For years, we’ve been warning this day was coming: California pensioners in the small town of Loyalton have just been told that their benefits will be cut in 2017. Fox Business reports (h/t Pension Tsunami):
For the first time in its 85-year history, the California Public Employees Retirement System, CalPERS, is drastically cutting benefits for public retirees. Starting January 1st, four retired City of Loyalton public employees will have their pensions cut 60 percent. For 71-year-old Patsy Jardin, that means her pension will drop from about $49,000 a year to a little more than $19,000.
In an interview with the FOX Business Network, Patsy asked, “How am I going to make it now? What am I going to do?”
Fellow Loyalton retiree John Cussins is asking the same question since his pension will also drop 60 percent, to $1,523 a month.

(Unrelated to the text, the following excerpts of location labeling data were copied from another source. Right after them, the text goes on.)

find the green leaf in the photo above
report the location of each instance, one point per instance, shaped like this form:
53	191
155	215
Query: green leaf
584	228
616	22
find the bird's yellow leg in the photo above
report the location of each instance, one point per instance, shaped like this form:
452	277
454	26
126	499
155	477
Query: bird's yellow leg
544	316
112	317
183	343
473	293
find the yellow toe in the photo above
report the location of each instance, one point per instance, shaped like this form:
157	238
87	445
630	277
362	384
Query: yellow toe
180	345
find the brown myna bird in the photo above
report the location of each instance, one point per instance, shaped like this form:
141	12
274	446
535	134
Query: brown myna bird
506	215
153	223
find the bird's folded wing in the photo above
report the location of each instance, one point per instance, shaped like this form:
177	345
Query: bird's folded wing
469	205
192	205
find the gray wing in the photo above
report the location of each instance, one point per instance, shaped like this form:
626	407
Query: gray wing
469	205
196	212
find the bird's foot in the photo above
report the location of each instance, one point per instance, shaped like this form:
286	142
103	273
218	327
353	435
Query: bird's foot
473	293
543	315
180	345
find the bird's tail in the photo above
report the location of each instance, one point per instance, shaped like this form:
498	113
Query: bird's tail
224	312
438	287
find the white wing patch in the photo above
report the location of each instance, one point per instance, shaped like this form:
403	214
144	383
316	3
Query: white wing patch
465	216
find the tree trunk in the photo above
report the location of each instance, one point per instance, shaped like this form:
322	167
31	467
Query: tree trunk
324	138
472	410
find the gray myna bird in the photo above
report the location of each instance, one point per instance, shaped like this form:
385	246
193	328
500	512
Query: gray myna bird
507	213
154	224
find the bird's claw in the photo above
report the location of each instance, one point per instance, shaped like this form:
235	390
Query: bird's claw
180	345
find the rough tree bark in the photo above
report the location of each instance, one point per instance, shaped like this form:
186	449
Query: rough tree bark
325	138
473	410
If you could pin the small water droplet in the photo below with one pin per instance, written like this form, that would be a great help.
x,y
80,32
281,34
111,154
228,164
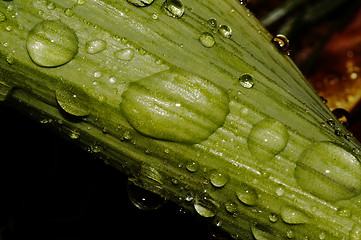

Three years ago, Loyalton pulled out of CalPERS for current employees after being told that its accounts were only 40 percent funded even though the city had reliably paid its dues to the system. Now, CalPERS openly admits it’s punishing current Loyalton retirees for that decision.
This is just the beginning. CalPERS is only 65 percent funded overall, after failing to realize its expected 7.5 percent return. Fox explains what’s likely to happen next:
CalPERS is actually considering cutting its “discount rate” to just 6.4% to reflect what it expects to be smaller returns in the future. That will require cities, towns and other municipal entities in the CalPERS system to pay more money to cover their employees. Some may have to raise taxes to do it. Others may opt to leave CalPERS just as Loyalton did.
CalPERS appears to be using Loyalton to send a signal to others considering pulling out of the fund. But neither staying nor leaving is a good option here. Either benefits will be drastically cut or taxes will go up to fund them. The only alternative would be a federal bailout, and with a GOP-controlled Congress and White House, there’s a fat chance of California getting that.